Foi feito um reconhecimento de área no dia 10 de janeiro de 2025 para reconhecimento de locais para coleta dos pontos de controle e checagem para correções posicionais das imagens.
Panfleto produzido e distribuído na comunidade para informar sobre o vôo de drone na comunidade detalhando como esse vôo pode ajudar na comunidade e como a comunidae está inserida neste contexto. Foi realizado Ida a campo para identificação de pontos de controle para coleta com GPS e consequentemente do voo de drone, ficou pensado num teste dos equipamentos na segunda 13/01, ida para coleta dos pontos de controle e checagem com GPS e marcação com spray e cal na comunidade 14/01 e voo dia 15/01
O voo foi realizado com uma câmera FC220 com resolução de 4000 x 3000 pixels e distância focal de 4,73 mm, no drone DJI Mavic Pro. A altitude do voo foi de 90,4 metros, garantindo uma resolução do solo de 2,78 cm/pixel e cobrindo uma área de aproximadamente 0,26 km². Foram capturadas 499 imagens, e a precisão do levantamento foi reforçada por pontos de controle no solo, resultando em um erro médio inferior a 2 cm.
Os dados foram processados no sistema SIRGAS 2000 / UTM zona 24S e permitiram a criação de um Modelo Digital de Elevação com resolução de 11,1 cm/pixel. O processamento das imagens foi realizado em software especializado, garantindo a geração de um ortomosaico detalhado e uma representação precisa do relevo da área mapeada.

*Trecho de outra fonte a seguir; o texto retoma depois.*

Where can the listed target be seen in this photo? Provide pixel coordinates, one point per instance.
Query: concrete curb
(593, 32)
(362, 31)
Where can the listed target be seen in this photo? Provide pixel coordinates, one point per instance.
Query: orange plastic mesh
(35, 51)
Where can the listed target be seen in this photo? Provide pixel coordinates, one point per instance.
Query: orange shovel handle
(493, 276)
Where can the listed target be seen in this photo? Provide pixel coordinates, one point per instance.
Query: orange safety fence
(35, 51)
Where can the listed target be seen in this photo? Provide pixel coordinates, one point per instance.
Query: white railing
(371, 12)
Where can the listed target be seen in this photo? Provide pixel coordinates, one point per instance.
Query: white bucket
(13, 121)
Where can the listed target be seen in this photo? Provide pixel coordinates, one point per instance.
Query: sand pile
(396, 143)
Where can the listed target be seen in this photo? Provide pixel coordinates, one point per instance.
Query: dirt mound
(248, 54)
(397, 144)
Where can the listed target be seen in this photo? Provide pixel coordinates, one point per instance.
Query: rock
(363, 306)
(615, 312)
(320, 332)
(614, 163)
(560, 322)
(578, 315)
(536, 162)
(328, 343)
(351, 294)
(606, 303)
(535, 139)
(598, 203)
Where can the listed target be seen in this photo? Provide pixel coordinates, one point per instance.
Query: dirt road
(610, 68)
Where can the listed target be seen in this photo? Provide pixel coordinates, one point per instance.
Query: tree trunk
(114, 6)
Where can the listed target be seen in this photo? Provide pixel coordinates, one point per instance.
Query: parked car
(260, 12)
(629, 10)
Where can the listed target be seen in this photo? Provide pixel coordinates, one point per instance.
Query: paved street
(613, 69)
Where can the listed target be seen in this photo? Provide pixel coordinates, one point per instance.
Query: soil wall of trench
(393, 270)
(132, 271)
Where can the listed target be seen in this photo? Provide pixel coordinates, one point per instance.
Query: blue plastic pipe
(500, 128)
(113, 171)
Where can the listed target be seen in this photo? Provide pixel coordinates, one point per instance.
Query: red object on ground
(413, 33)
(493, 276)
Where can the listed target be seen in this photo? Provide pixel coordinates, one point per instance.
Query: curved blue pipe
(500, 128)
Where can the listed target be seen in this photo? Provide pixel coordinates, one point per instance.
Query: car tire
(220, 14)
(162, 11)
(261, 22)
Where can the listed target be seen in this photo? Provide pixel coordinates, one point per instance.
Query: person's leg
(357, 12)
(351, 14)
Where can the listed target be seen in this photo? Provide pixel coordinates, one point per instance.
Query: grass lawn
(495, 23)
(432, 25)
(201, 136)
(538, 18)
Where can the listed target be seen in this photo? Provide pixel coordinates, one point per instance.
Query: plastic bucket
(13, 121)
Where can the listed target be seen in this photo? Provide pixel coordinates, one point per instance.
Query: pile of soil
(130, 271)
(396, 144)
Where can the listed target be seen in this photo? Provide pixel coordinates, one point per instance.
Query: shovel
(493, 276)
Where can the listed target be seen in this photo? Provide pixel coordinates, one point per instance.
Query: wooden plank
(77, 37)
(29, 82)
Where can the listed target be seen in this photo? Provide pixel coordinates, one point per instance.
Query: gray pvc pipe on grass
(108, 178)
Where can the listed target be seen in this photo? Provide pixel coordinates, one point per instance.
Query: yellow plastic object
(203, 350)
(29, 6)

Esse voo foi feito para capturar imagens detalhadas do território, gerando um mapa de alta qualidade. A câmera usada registrou as imagens com grande precisão, e a altitude do voo foi escolhida para garantir que os detalhes do chão ficassem bem visíveis.
Com essas imagens, foi possível criar um Modelo Digital de Elevação (MDE), que mostra a altura do terreno, ajudando a entender melhor o relevo do local. Isso é útil para identificar áreas mais baixas ou altas, o que pode ser importante para planejamento urbano, prevenção de enchentes e melhorias na infraestrutura.
Os pontos de controle no solo foram marcados para garantir que o mapa fosse o mais exato possível, reduzindo erros. Isso significa que o mapeamento feito pode ser usado com confiança para discutir melhorias na comunidade, como a construção de ruas, serviços públicos e até mesmo reivindicações por direitos territoriais.
No fim, esse tipo de levantamento ajuda a comunidade a ter mais controle sobre seu próprio espaço, fornecendo informações visuais que podem ser usadas em projetos, planejamento e negociações com órgãos públicos.